Le diagnostic peut être également orienté par les signes cliniques, l'imagerie ou par des examens complémentaires qui révèlent des perturbations biologiques et hématologiques. A titre d'exemple, on peut suspecter une helminthiase devant une hyperéosinophilie, et une ankylostomiase ou une bothriocéphalose devant une anémie.
Le diagnostic parasitaire de certitude est basé sur la mise en évidence directe du parasite, avec ou sans coloration, dans un produit biologique tel que les selles, les urines, le sang, la peau, les expectorations ou les crachats, les sécrétions vaginales, le liquide duodénal, le liquide broncho-alvéolaire, le liquide céphalorachidien, les produits de biopsie ou de ponction, le pus ou les cheveux.
Le diagnostic d'une parasitose peut se faire indirectement par la détection d'anticorps. Ce diagnostic immunologique a tout son intérêt pendant la phase de migration larvaire ou lors des impasses parasitaires. Il complète la recherche directe, parfois aléatoire, du parasite et permet de suivre l'efficacité d'un traitement antiparasitaire.
Lorsque l'examen direct s'avère négatif, la mise en culture du produit biologique sert à mettre en évidence le parasite dont l'identification permettra le diagnostic parasitaire.

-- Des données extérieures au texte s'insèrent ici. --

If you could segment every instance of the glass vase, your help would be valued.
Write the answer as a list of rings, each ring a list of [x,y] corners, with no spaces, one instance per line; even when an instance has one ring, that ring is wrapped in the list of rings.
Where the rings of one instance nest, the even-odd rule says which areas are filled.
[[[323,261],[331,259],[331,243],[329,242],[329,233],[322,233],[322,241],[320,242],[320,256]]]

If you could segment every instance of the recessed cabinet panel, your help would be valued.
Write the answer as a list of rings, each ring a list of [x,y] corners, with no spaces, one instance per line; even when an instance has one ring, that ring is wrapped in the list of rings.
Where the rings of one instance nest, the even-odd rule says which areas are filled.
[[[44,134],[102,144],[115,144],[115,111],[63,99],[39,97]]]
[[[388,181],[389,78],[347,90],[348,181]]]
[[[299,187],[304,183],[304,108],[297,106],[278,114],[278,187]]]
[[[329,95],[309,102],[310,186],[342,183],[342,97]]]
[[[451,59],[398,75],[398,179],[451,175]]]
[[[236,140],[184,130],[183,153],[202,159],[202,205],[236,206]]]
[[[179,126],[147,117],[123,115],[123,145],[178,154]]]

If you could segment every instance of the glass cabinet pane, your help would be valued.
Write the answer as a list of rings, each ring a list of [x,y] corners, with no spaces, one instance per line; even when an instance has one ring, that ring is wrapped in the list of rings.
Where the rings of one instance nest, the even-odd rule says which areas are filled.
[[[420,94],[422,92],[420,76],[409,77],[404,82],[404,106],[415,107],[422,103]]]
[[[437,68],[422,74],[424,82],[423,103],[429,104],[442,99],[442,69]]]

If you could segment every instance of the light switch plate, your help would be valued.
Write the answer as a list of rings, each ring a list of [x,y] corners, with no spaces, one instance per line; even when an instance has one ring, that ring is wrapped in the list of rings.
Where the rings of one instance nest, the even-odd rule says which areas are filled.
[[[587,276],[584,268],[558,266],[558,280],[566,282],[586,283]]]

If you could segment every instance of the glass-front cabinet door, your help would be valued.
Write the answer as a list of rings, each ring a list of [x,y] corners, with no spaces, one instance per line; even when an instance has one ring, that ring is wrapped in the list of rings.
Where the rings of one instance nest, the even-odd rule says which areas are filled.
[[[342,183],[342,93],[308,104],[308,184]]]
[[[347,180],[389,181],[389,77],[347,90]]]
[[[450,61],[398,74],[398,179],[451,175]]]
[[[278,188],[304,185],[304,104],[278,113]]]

Le diagnostic des maladies infectieuses s'est enrichi récemment de la technique de la PCR (pour Polymerase Chain Reaction). Mise au point entre 1983 et 1985 par le biochimiste Kary Mullis (prix Nobel 1993), cette technique d'amplification de l'ADN utilise l'ADN polymérase, une enzyme capable de répliquer rapidement un fragment d'ADN et permet des identifications plus rapides et plus sensibles.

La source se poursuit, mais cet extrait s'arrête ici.